Par ailleurs, j’adhère pleinement à la vision stratégique présentée par le CEMA. Il nous faut effectivement « gagner la guerre avant la guerre », tout en nous préparant à un potentiel conflit de haute intensité ; les menaces pourront se produire simultanément dans des milieux (terre, air, mer, exoatmosphérique, cybernétique, réseaux…) et dans des champs (spectre électromagnétique, informationnel…) très différents. En ce sens, la LPM 2026-2032 sera à la hauteur de ces défis, en continuant de renforcer nos services de renseignements, notre lutte contre les attaques cyber (entre autres, identification de l’attaquant) mettant en cause nos structures sociétales et nos armées, mais aussi nos stocks de munitions et la sécurité de leur approvisionnement. Si nous ne garantissons pas le bon niveau d’ambition budgétaire, les grands programmes prévus pour la prochaine décennie seront remis en cause.
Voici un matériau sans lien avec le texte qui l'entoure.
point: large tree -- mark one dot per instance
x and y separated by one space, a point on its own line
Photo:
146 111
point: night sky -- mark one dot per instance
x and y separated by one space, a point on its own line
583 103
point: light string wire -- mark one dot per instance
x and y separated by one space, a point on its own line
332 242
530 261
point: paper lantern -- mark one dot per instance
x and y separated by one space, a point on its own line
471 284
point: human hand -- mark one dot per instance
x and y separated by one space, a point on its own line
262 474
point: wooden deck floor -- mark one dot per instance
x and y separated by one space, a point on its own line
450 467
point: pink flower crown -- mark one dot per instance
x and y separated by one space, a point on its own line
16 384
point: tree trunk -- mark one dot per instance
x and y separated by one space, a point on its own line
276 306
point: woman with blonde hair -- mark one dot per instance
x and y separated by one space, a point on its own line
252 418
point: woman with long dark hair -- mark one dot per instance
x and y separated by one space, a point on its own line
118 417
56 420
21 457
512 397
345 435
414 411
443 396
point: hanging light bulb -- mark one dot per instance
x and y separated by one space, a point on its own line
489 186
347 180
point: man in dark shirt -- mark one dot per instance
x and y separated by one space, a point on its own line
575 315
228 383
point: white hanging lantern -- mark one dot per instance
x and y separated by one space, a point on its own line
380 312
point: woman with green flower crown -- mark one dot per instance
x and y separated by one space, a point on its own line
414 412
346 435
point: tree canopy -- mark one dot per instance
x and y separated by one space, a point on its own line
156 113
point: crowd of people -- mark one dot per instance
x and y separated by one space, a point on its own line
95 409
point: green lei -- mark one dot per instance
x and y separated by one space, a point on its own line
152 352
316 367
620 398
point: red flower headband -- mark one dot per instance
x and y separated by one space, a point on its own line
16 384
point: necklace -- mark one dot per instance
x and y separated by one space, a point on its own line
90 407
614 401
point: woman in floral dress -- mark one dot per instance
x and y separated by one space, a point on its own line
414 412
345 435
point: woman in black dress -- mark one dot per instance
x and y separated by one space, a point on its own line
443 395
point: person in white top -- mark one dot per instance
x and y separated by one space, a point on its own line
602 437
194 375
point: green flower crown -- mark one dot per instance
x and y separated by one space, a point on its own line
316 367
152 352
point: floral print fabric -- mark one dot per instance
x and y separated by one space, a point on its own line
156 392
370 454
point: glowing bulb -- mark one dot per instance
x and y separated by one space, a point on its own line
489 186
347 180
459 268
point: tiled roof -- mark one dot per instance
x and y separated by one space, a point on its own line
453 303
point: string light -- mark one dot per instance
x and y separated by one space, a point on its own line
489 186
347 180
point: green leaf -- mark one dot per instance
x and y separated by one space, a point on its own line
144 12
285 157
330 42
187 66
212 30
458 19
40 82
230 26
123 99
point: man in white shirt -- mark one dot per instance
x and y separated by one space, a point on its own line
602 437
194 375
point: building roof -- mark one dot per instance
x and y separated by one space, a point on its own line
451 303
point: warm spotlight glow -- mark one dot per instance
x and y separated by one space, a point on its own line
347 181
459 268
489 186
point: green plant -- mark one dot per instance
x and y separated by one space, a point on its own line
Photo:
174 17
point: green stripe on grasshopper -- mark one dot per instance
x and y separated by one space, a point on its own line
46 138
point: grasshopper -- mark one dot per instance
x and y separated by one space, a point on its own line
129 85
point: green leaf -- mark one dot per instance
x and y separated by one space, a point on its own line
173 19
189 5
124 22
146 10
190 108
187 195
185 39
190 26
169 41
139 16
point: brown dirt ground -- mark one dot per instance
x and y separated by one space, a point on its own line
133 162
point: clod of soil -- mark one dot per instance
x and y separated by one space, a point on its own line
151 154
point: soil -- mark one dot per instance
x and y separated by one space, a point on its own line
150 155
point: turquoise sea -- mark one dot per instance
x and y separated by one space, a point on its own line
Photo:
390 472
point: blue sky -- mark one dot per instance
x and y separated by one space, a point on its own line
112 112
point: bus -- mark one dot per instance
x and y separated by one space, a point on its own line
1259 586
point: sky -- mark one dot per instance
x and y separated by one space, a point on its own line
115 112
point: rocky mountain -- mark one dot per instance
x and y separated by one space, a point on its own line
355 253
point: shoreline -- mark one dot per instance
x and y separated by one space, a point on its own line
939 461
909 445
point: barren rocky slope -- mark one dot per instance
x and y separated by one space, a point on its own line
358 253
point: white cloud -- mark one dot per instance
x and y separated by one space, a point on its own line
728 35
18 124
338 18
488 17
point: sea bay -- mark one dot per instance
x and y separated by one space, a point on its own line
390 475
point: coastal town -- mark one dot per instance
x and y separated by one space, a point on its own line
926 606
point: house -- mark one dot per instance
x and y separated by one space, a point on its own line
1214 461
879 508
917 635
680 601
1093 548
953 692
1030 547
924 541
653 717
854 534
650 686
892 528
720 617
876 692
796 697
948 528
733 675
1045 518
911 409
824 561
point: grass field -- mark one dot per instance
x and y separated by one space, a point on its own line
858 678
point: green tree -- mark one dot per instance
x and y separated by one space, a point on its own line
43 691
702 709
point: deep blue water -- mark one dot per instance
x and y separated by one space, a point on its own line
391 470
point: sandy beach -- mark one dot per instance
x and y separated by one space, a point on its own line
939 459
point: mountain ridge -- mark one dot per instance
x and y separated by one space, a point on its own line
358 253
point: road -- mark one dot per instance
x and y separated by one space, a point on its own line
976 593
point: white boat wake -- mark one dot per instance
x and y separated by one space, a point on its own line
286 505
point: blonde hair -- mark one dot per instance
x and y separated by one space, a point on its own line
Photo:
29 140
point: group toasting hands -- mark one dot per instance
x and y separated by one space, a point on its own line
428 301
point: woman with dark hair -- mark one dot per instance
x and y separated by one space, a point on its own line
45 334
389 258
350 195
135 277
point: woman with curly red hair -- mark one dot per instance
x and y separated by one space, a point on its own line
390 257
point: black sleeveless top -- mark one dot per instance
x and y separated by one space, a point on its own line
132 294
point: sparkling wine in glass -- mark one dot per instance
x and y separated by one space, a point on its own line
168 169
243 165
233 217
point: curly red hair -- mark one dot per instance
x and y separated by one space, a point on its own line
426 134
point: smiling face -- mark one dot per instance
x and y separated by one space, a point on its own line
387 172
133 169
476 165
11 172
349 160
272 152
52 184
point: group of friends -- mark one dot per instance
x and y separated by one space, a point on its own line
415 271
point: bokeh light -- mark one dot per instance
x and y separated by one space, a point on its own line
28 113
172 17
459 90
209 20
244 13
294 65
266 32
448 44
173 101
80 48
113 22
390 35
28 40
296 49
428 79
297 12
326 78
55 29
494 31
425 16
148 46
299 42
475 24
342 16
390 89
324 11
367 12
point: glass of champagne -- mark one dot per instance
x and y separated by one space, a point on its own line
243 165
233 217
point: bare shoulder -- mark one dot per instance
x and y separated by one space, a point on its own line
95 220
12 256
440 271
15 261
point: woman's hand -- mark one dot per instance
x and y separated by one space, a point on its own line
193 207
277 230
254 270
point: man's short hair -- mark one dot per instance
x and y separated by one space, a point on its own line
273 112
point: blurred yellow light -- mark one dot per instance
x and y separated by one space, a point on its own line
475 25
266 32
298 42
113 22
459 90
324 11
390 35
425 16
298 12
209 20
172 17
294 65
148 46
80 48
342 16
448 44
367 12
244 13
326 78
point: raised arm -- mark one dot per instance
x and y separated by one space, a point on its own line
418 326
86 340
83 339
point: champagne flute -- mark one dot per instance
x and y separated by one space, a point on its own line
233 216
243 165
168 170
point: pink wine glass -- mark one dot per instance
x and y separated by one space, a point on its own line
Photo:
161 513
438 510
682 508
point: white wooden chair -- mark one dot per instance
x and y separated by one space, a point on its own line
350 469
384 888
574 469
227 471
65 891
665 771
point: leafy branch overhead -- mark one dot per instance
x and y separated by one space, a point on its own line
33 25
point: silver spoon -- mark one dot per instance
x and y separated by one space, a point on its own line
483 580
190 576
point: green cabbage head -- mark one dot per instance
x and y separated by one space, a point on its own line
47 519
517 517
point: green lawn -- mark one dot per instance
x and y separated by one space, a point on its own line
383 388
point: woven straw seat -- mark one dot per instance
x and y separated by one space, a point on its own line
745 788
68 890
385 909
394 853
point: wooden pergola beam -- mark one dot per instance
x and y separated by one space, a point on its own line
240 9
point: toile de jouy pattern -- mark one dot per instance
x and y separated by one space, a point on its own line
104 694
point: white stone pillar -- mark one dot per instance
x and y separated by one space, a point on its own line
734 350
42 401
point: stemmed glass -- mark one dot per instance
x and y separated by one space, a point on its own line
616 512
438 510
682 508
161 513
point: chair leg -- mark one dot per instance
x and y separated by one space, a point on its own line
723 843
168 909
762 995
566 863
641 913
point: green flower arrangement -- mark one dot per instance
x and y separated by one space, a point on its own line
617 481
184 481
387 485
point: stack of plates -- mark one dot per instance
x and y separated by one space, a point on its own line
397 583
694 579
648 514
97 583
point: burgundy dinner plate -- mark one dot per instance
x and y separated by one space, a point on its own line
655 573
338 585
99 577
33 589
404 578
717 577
En conclusion, j’adhère totalement à l’idée de programmation pluriannuelle qui permet au secteur de préparer l’avenir et la R&D nécessaire. C’est un principe à reprendre dans le cadre du Fonds européen de la défense. Mais, au-delà, d’autres politiques publiques civiles pourraient s’en inspirer.

L’autonomie stratégique est au cœur de l’actuel quinquennat. Soutenez-vous son principe ? Comment l’entendez-vous ?

Je soutiens le principe d’autonomie stratégique, qui signifie à la fois liberté d’action et liberté de décision. C’est une force de la France, qui a été cultivée par tous les exécutifs. Il s’agit avant tout de préserver des capacités d’analyse en propre pour connaître et évaluer les situations de crise ou de menace potentielle, et surtout d’avoir les forces et des modes d’action capables d’y répondre. Il n’est pas possible de confier les clés de notre défense à un allié.

La politique d’autonomie stratégique a été un choix politique qui a nécessité des investissements importants depuis longtemps. Elle a ainsi permis de doter notre pays d’une industrie et d’une recherche de premier ordre, au service des armées et de la protection des citoyens. La France dispose d’atouts majeurs et d’un réseau d’entreprises de pointe au niveau mondial, qui innervent une innovation tant dans le domaine civil que dans le domaine militaire. Des leaders mondiaux de l’aéronautique et du spatial comme Airbus, Thales et Safran l’illustrent parfaitement. Par ailleurs, ils reposent aussi sur un tissu de PME et d’ETI réparties sur l’ensemble du territoire, renforçant notre compétitivité et notre souveraineté nationale.

Aujourd’hui, nous nous appuyons de plus en plus sur des partenariats européens. La France peut être le moteur d’une nouvelle étape vers la souveraineté stratégique dans le domaine des équipements militaires comme dans celui des opérations, parce que nous pouvons mutualiser les efforts pour affronter les mêmes défis.

Cependant, un certain manque de dialogue et de concertation isole la France depuis cinq ans. Je veillerai à rétablir une communication permanente avec nos partenaires. Nous maintiendrons notre capacité décisionnelle, mais en les informant dans des délais appropriés, et non par médias interposés.

J’œuvrerai à la constitution d’une souveraineté européenne, en m’appuyant sur des projets concrets, notamment en nous inspirant de réussites comme Galileo. Les projets au niveau européen peuvent aussi être le résultat d’accords et de projets ad hoc, par exemple avec les Britanniques pour les missiles ou les Belges dans le domaine terrestre (CaMo). Une France et une Europe autonomes seraient plus fortes pour constituer un pôle européen crédible au sein de l’OTAN.